Indeed, the most prominent limitation of these tamper-resistant technologies is that they do nothing to tackle the source of the vast majority of opioid abuse and misuse – simply taking an excessive number of pills.
Haddox notes that the industry is starting to look at prodrugs and other approaches that might combat oral misuse, but acknowledges the limitations of this initial crop of abuse-deterrent technologies. While he notes that studies into OxyContin since its new AD formulation was launched in August 2010 have found that it has had "not only a fairly dramatic but also a sustained impact in reducing abuse, particularly by parenteral injection and also by snorting", he still places today’s products at the early stage of a continuum that should become more effective in the years and decades to come.
"First we had lap belts in cars in the United States, then we had shoulder belts, and then they became one, and then we had anti-lock brakes and airbags and side curtain airbags and anti-rollover technology. I think that’s the way to think of this, that we’re kind of at the lap and shoulder belt phase, and eventually we or others will add better and better technologies, and this entire class of therapeutic agents will become more and more resistant to abuse."
No panacea: multilateral response required
Critics, meanwhile, contend that the rise of AD opioids is simply another way for pharma companies to see off generic competition and ramp up prices for a product that does the same job and still carries many of the same risks for users.

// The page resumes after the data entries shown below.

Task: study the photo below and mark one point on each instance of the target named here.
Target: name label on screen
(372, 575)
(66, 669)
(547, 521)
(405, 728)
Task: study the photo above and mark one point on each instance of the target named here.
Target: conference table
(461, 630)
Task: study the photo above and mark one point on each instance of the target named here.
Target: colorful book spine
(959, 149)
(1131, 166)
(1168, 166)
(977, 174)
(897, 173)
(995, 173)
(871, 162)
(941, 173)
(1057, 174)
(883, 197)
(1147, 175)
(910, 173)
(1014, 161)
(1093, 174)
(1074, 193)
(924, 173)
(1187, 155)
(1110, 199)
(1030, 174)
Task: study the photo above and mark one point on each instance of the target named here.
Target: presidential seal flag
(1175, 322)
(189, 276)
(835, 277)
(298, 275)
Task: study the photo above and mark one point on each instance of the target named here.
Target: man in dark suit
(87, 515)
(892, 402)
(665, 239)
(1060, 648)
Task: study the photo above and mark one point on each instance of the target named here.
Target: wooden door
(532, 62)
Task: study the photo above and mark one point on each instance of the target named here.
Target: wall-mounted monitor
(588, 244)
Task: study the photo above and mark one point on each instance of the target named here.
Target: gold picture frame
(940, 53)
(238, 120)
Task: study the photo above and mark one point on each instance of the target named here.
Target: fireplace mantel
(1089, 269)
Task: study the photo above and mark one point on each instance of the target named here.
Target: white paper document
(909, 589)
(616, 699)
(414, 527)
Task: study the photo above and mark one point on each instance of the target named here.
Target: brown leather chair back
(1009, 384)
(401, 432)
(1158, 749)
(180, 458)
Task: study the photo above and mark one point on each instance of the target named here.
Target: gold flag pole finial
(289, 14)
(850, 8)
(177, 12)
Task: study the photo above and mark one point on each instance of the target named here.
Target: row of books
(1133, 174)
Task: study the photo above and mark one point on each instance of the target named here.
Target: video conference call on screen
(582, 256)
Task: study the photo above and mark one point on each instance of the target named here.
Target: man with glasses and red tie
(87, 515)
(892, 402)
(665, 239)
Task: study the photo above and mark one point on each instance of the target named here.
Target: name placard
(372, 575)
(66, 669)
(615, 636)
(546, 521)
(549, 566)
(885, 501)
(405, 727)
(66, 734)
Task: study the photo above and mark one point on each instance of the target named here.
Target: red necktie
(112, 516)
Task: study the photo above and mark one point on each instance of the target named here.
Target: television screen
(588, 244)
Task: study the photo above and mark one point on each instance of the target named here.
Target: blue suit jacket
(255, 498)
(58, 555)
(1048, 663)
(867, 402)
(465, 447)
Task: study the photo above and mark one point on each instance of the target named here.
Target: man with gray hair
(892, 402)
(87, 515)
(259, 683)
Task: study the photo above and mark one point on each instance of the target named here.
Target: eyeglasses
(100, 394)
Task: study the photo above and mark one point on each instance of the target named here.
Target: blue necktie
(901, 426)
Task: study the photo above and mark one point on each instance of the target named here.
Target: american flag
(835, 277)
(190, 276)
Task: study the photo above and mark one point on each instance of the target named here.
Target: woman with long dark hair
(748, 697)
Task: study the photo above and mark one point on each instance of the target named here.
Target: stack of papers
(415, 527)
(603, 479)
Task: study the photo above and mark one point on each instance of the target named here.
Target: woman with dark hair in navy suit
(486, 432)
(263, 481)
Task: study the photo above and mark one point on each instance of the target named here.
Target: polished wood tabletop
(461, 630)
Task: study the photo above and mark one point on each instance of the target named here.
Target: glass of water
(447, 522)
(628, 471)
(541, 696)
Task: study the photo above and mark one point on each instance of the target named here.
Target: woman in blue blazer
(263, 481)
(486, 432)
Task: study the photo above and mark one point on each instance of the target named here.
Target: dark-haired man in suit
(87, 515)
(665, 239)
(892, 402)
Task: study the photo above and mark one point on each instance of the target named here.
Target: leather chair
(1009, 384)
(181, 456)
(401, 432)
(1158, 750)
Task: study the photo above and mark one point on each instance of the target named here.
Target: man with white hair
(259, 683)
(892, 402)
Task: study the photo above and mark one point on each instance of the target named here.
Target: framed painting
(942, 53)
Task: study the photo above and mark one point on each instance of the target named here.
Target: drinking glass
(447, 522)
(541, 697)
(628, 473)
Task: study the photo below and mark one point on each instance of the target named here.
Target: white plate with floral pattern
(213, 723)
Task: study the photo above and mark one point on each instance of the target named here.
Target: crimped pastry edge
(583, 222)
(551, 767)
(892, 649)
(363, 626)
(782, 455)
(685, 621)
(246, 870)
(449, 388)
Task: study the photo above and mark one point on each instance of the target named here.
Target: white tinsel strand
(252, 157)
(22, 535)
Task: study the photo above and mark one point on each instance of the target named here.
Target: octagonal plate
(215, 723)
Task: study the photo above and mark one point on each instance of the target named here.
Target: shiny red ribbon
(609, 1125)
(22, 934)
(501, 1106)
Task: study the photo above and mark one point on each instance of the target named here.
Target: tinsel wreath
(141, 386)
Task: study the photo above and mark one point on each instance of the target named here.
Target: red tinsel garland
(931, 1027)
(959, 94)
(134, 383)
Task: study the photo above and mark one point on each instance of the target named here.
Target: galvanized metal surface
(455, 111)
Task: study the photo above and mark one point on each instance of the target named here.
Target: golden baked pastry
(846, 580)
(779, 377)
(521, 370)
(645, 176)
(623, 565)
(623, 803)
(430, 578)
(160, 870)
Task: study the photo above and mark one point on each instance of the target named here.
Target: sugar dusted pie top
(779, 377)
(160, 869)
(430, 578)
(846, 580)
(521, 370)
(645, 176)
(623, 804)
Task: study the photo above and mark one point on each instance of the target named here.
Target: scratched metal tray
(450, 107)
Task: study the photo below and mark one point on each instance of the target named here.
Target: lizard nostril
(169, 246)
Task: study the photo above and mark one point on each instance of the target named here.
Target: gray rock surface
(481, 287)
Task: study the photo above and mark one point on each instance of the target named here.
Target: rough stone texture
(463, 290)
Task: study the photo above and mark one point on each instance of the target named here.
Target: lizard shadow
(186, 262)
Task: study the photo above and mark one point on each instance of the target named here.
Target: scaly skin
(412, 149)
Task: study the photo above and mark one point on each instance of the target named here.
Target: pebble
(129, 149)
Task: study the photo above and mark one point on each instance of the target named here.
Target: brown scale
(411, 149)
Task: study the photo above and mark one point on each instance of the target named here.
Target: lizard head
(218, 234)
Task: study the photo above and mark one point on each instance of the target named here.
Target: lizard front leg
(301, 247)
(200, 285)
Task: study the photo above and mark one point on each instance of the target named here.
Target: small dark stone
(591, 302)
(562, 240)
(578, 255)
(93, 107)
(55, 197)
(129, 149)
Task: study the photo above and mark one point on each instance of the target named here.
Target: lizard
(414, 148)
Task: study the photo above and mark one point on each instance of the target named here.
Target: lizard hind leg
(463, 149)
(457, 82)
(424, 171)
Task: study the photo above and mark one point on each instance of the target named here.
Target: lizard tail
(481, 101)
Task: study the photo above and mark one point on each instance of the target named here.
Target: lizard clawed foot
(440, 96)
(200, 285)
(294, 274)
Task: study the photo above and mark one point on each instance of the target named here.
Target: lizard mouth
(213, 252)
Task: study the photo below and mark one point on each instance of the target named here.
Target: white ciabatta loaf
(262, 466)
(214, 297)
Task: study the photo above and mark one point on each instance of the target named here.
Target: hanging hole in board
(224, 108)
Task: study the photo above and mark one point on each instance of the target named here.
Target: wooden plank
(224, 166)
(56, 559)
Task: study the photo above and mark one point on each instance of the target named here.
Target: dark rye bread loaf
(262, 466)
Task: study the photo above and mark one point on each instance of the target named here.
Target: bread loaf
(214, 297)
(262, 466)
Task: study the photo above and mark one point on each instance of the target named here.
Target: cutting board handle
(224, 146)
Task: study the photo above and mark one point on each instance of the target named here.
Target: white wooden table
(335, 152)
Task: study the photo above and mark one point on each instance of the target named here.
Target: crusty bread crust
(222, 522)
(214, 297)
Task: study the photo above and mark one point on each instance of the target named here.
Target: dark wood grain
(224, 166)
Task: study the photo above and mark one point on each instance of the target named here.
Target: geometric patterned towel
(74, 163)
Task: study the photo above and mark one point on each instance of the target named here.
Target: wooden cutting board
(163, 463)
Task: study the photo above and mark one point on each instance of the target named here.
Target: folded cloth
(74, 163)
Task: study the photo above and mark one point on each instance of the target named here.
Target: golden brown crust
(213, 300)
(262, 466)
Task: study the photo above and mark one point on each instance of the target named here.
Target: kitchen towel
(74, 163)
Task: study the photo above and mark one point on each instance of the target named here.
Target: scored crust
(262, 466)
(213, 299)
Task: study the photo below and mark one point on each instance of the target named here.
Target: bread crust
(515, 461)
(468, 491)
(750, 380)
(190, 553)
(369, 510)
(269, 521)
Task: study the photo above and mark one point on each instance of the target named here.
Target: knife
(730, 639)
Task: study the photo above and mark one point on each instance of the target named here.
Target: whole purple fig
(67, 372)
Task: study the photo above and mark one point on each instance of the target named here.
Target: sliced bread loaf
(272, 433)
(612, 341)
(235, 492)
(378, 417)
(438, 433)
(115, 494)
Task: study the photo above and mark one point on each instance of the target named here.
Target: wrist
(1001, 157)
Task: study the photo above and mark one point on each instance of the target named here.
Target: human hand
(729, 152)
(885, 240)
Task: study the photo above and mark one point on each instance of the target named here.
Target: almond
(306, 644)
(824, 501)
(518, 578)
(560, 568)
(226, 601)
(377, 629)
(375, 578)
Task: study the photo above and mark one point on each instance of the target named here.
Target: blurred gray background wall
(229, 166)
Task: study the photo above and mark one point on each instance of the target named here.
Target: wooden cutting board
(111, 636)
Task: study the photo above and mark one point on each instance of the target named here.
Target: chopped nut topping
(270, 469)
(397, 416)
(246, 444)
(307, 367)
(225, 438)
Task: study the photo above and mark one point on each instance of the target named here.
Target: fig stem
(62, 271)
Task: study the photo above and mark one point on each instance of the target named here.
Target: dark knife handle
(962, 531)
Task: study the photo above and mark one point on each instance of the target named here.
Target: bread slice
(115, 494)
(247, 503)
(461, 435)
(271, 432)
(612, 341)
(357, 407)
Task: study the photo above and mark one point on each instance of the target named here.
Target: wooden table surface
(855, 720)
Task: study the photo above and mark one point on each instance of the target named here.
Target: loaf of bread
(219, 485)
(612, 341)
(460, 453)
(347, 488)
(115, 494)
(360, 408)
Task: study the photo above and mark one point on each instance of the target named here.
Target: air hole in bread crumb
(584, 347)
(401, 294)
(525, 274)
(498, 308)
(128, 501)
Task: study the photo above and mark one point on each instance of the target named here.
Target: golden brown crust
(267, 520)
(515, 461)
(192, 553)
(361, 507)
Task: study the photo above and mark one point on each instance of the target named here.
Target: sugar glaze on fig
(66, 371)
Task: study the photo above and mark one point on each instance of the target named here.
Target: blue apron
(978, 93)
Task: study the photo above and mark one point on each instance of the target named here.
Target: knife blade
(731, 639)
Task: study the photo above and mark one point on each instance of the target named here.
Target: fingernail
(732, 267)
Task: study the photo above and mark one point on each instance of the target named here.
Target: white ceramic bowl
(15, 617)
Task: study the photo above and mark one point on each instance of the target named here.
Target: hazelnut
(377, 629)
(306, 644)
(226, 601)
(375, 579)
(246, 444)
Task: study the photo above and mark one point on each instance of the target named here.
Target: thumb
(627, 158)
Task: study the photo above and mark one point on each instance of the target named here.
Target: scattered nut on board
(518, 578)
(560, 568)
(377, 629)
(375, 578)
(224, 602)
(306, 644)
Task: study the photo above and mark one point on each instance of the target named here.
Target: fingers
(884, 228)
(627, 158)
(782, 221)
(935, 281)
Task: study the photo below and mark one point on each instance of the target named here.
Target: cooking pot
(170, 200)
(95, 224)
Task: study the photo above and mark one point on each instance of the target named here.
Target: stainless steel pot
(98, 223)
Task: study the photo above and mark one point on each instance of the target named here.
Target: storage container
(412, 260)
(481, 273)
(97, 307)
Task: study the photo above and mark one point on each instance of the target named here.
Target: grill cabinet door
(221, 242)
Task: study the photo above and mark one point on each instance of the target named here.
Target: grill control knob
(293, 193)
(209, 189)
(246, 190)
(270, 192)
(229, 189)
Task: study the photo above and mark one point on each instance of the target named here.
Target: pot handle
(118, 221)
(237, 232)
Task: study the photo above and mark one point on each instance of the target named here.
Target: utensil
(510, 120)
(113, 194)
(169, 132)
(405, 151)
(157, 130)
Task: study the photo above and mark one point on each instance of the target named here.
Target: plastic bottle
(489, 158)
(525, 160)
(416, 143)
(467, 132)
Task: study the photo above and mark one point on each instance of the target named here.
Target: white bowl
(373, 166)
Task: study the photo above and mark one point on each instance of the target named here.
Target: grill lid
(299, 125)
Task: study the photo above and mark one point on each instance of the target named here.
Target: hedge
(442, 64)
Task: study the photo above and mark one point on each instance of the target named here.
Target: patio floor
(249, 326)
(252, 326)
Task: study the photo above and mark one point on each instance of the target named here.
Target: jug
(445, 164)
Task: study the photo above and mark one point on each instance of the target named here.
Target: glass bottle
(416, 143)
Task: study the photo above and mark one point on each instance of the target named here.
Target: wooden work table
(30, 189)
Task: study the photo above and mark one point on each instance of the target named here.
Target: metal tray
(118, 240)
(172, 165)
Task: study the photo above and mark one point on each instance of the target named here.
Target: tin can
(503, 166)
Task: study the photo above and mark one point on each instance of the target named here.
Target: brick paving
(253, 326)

"I think it’s their way of keeping their market," says Ballantyne. "They can claim that they’re new and they can claim that they’re much safer. They may be safer to the abusers, but not the users. I think the only thing that’s going to protect people is that there’s a big shift away from prescribing opiates because of what’s happened. It’s not just all the alarming statistics that come out of the CDC. Primary care clinics are overwhelmed with these patients, and many of them are saying they just don’t want to do it anymore because they can’t cope with the fallout from it."
"Drug prices drive about nine cents of the US healthcare dollar, and I think [criticising drug prices] is a very short-sighted way to look at it," responds Haddox. "I think we need to look at overall outcomes for individuals and society, and look at the total costs."
As Haddox recognises, it’s certainly true that opioid painkillers today are often being prescribed for patients at excessive dosages and to treat many indications for which they are ill-suited. The need to reform opioid prescribing practices, as PROP is advocating, is just one important example of the multilateral response that is required to properly tackle this public health crisis.
Regulators need to look closely at the aggressive marketing of opioids to physicians. Patients receiving opioids for pain management need to be better monitored and set pre-agreed treatment outcome goals. Law enforcement agencies must continue to stamp out illegal trafficking and pill mills, and the public needs to be better educated about the risks of opioid addiction.
"I believe abuse-deterrent opioids are one tool that is part of a very comprehensive approach to reduce this [problem]," says Haddox. "The opioids with abuse-deterrent properties are a piece that manufacturers are uniquely situated to provide. Other entities – law enforcement, educational institutions, professional societies – need to do the other parts."